Abstract:
Transposable elements (TEs) are the most abundant DNA components in most characterized genomes of high eukaryotes. Based on their structural features and transposition mechanisms, TEs are generally classified into two classes: retrotransposons and DNA transposons. In plants, retrotransposons are further classified into two distinct orders, long terminal repeat (LTR)-retrotransposons (Ty1/Copia and Ty3/Gypsy) and non-LTR retrotransposons (LINE and SINE), whereas DNA transposons are traditionally separated into two main orders, terminal inverted repeat (TIR) (Tc1-Mariner, hAT, Mutator, PIF/Harbinger and CACTA) and Helitron (Helitron). Although TEs are often considered as ‘junk DNA’ due to their continuous reproduction and potential disruption of the regular host genes, more evidence has unambiguously shown that they play important roles in altering gene structures, regulation of gene expression, affecting genome evolution and creating new genes. Thus, complete identification and characterization of TEs have become a priority in genome sequencing projects, and this will largely contribute to accurate annotation of protein-coding genes and other genomic components, and play significant roles in investigating potential interaction between TEs and functional genes.
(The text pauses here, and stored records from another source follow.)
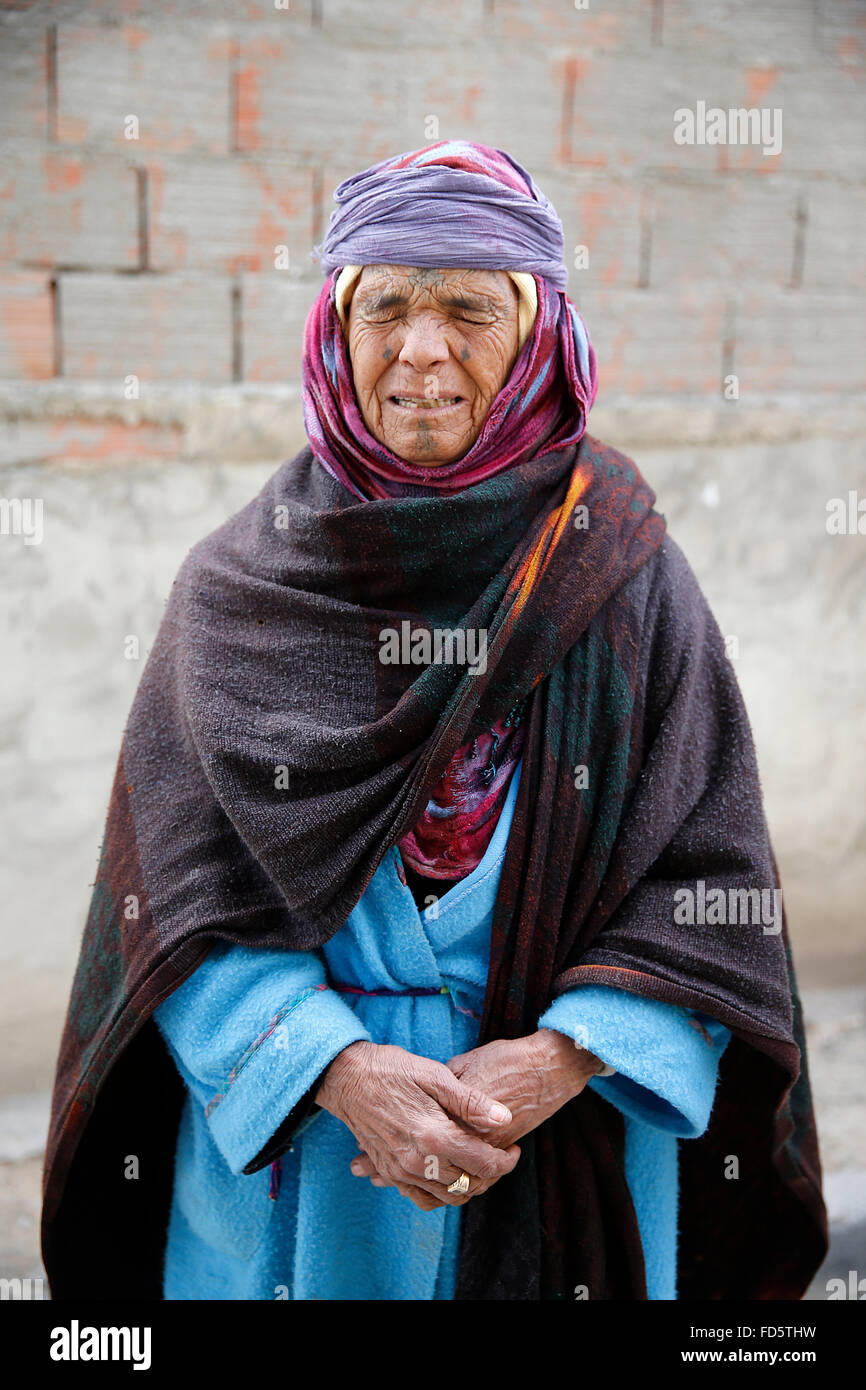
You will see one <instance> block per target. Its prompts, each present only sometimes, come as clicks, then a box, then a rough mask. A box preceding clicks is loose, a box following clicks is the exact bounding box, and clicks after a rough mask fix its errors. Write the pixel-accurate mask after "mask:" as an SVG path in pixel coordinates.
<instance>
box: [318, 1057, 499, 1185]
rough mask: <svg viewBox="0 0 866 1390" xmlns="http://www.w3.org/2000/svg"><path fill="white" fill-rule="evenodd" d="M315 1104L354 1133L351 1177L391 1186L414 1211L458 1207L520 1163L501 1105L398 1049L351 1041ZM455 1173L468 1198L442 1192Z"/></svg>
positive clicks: (432, 1066)
mask: <svg viewBox="0 0 866 1390" xmlns="http://www.w3.org/2000/svg"><path fill="white" fill-rule="evenodd" d="M316 1101H317V1104H318V1105H321V1106H322V1109H325V1111H328V1112H329V1113H331V1115H335V1116H336V1119H339V1120H342V1122H343V1125H346V1126H348V1127H349V1129H350V1130H352V1133H353V1134H354V1137H356V1140H357V1145H359V1148H360V1150H361V1154H360V1156H359V1158H357V1159H356V1161H354V1162H353V1163H352V1172H353V1173H354V1175H356V1176H359V1177H370V1179H371V1180H373V1183H374V1184H375V1186H377V1187H396V1188H398V1191H399V1193H402V1195H403V1197H407V1198H409V1200H410V1201H413V1202H414V1204H416V1207H420V1208H421V1211H432V1208H434V1207H442V1205H453V1207H460V1205H463V1202H467V1201H468V1200H470V1197H477V1195H478V1193H484V1191H487V1190H488V1187H492V1184H493V1183H495V1181H498V1180H499V1179H500V1177H502V1176H503V1175H505V1173H510V1172H512V1169H513V1168H514V1163H516V1162H517V1159H518V1158H520V1150H518V1148H517V1145H516V1144H510V1143H503V1141H502V1131H503V1129H505V1127H506V1126H509V1125H510V1123H512V1113H510V1111H509V1109H507V1106H503V1105H500V1104H499V1102H498V1101H496V1099H495V1098H493V1097H492V1095H489V1094H487V1093H485V1091H484V1088H482V1087H480V1086H475V1084H474V1083H473V1081H464V1080H461V1079H460V1077H457V1076H456V1074H455V1073H453V1070H449V1069H448V1068H446V1066H442V1065H441V1063H439V1062H432V1061H431V1059H430V1058H425V1056H416V1055H414V1054H413V1052H407V1051H406V1049H405V1048H400V1047H391V1045H378V1044H375V1042H353V1044H350V1047H348V1048H345V1049H343V1051H342V1052H339V1054H338V1056H336V1058H335V1059H334V1062H332V1063H331V1066H329V1068H328V1070H327V1073H325V1077H324V1080H322V1084H321V1086H320V1088H318V1091H317V1095H316ZM461 1172H466V1173H468V1175H470V1190H468V1193H467V1194H466V1195H460V1194H457V1193H448V1191H446V1187H448V1184H449V1183H453V1181H455V1180H456V1179H457V1177H459V1176H460V1173H461Z"/></svg>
Recently, several diploid and tetroploid Gossypium species' genomes have been sequenced, and the availability of their draft genome sequences has provided an unprecedented opportunity for identification, structural and functional characterization and evolutionary analysis of TEs in this economically important crop. Gossypium raimondii (DD; 2n = 6), one of the putative D-genome parents of tetraploid cotton species (such as G. hirsutum L. and G. barbadense L.) has a smaller genome size (∼737.8 Mb). So, we carried out the characterization of almost all families of TEs in the G. raimondii genome using comprehensive methods and constructed a comprehensive, specific, and user-friendly web-based database, Gossypium raimondii transposable elements database (GrTEdb). A total of 14 332 TEs were structurally annotated and clearly categorized in the G. raimondii genome, and these elements have been classified into seven distinct superfamilies based on the order of protein-coding domains, structures and/or sequence similarity, including 2929 Copia-like elements, 10 368 Gypsy-like elements, 299 L1, 12 Mutators, 435 PIF-Harbingers, 275 CACTAs and 14 Helitrons. Meanwhile, web-based sequence browsing, searching, downloading and blast tools were implemented to help users easily and effectively annotate the TEs or TE fragments in genomic sequences from G. raimondii and other closely related Gossypium species. Thus, GrTEdb provides the first web-based friendly user interface database of TEs in Gossypium species, and will also facilitate genome evolution analysis within or across Gossypium species, evaluating the impact of TEs on their host genomes, and investigating the potential interaction between TEs and protein-coding genes.